Note that you can edit the schedule flag to be any interval in UNIX cron. By default, our solution uses every 10 minutes.

  1. Deploy Perspective API Function

Change directories into the perspective_api_function directory

cd ../perspective_api_function/
gcloud functions deploy perspective_api \
  --entry-point main \
  --runtime python37 \
  --trigger-resource $transcription_bucket \
  --trigger-event google.storage.object.finalize \
  --timeout 540s \
  --set-env-vars output_bucket=$output_bucket
  1. Deploy NLP Function

Change directories into the nlp_api_function directory

cd ../nlp_api_function/
gcloud functions deploy nlp_api \
  --entry-point main \
  --runtime python37 \
  --trigger-resource $transcription_bucket \
  --trigger-event google.storage.object.finalize \
  --timeout 540s \
  --set-env-vars output_bucket=$output_bucket

Step 2b

  1. Install Terraform

  2. Copy terraform.tfvars.sample to create the terraform.tfvars file. You must input the project_id inside of the quotes. If you wish to edit any of the other default values for the other variables specified in variables.tf, you may add them in your terraform.tfvars.

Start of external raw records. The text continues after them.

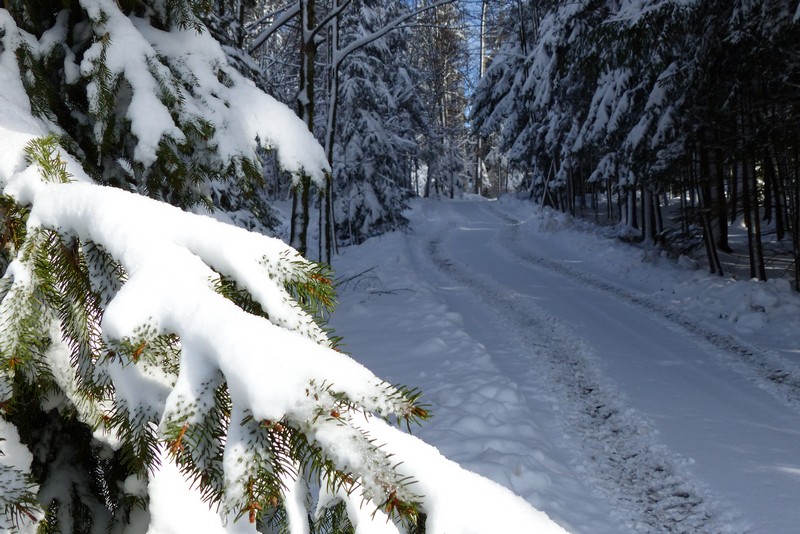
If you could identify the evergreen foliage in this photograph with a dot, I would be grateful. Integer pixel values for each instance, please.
(378, 114)
(93, 396)
(637, 99)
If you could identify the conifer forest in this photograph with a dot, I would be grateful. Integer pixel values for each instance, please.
(399, 266)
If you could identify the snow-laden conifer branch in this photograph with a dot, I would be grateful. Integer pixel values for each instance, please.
(141, 336)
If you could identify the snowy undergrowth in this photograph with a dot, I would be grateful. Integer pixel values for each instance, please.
(161, 345)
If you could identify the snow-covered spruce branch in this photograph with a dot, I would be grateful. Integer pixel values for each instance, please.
(246, 404)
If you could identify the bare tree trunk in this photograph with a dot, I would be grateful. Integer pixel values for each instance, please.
(305, 109)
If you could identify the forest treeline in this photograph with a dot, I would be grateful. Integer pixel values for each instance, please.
(611, 107)
(638, 103)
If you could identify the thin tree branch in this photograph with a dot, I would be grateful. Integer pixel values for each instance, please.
(287, 15)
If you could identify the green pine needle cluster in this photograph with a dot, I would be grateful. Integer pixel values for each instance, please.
(52, 302)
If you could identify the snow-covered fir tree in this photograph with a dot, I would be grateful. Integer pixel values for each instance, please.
(378, 115)
(162, 370)
(632, 100)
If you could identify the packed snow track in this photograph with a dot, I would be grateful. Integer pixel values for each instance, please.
(664, 425)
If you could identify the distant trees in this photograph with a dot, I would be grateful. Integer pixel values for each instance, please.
(355, 82)
(155, 363)
(638, 100)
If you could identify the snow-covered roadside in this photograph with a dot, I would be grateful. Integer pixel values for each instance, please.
(765, 315)
(412, 323)
(398, 325)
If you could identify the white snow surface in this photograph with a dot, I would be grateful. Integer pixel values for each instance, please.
(612, 388)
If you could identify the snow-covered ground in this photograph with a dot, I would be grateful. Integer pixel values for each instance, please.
(607, 385)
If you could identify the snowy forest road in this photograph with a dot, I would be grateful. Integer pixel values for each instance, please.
(657, 419)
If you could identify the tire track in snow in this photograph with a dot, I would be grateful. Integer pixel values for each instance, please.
(648, 487)
(769, 371)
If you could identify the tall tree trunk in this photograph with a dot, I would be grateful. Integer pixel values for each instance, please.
(721, 211)
(305, 109)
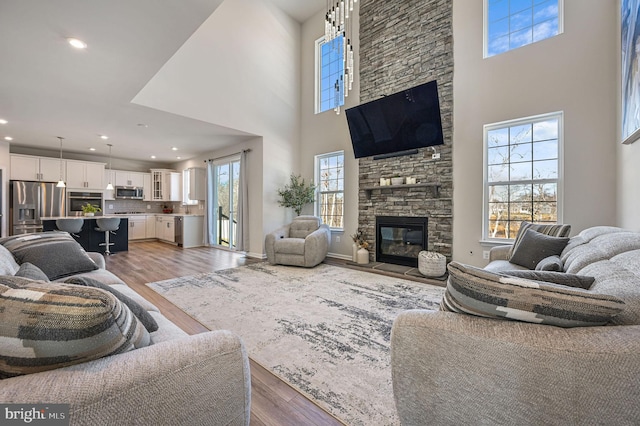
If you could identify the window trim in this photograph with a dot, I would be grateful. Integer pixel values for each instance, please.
(485, 29)
(317, 79)
(485, 179)
(316, 176)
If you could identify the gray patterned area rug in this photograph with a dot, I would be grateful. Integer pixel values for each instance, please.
(324, 330)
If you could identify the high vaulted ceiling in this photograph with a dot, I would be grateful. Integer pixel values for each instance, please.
(49, 89)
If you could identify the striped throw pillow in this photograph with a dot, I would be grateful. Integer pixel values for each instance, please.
(49, 325)
(474, 291)
(552, 230)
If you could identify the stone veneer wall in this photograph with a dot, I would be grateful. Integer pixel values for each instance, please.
(404, 44)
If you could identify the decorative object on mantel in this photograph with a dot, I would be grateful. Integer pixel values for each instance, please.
(337, 23)
(432, 264)
(297, 194)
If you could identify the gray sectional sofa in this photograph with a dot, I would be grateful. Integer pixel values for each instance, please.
(175, 379)
(451, 368)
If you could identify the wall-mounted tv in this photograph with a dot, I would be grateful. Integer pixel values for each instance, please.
(396, 124)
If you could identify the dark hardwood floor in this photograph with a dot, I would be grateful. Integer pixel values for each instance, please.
(273, 402)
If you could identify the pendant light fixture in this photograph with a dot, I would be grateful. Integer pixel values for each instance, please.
(61, 183)
(109, 185)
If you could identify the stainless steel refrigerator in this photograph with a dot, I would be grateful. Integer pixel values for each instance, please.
(30, 202)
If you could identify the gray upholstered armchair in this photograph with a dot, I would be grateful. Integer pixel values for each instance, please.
(304, 242)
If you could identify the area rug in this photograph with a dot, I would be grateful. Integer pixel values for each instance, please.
(326, 330)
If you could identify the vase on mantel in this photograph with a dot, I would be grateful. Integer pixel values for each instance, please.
(363, 256)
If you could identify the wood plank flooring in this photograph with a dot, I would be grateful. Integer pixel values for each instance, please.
(273, 402)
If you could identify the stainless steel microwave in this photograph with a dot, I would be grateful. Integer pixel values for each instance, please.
(129, 192)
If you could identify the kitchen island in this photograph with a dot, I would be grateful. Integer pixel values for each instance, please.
(89, 238)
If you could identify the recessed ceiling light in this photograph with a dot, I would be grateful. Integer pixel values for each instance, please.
(78, 44)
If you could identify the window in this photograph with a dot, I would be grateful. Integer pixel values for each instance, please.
(329, 74)
(522, 166)
(329, 180)
(509, 24)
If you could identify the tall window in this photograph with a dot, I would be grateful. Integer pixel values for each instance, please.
(522, 174)
(329, 74)
(330, 182)
(509, 24)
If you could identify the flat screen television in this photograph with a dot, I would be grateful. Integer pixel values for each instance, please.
(396, 123)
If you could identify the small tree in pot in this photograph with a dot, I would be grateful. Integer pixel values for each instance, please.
(297, 194)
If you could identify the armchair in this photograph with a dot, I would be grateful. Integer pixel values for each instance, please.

  3. In your terminal, cd into the terraform/ directory.

cd terraform/
  1. Enter the following commands, ensuring that there are no errors:
terraform init
terraform plan
terraform apply
yes

All of the resources should be deployed.

View Results

Test it out

  1. You can start by trying to upload an audio file in GCS. You can do this using gsutil or in the UI under the staging bucket. This will trigger send_stt_api_function. This submits the request to the Speech API and publishes the job id to PubSub.

  2. By default, read_stt_api_function is scheduled to run every ten minutes, as configured by Cloud Scheduler. If you want to test it earlier, you can navigate to Cloud Scheduler in the console and click 'Run Now'. This will pull from the PubSub topic to grab any job ids. It then calls the Speech API to see if the job is complete. If it is not complete, it repushes the id back to PubSub. If it is complete, it extracts the transcript from the Speech API response. Finally, it then saves this transcript in GCS in the transcription files bucket. It also moves the audio file from the staging staging bucket to the processed audio bucket. If there were any errors, it moves the audio file instead to the error audio bucket.

  1. The upload in the previous step to the transcription files bucket then triggers the other two functions: perpsective_api_function and nlp_api_function. Each of these downloads the transcription file from GCS and then calls its respective API with it to receive insight about the probability of toxic content in the file as well as entities mentioned. Each then publishes the response into its respective GCS bucket.

  2. You can view the result of the entire pipeline by using the deployed App Engine app. Navigate to: https://[PROJECT_ID].appspot.com. This will present a table of all files that have been uploaded and which already have completed processing through the pipeline. You can click through each file to view the resulting transcript, toxicity, and entity/sentiment analysis.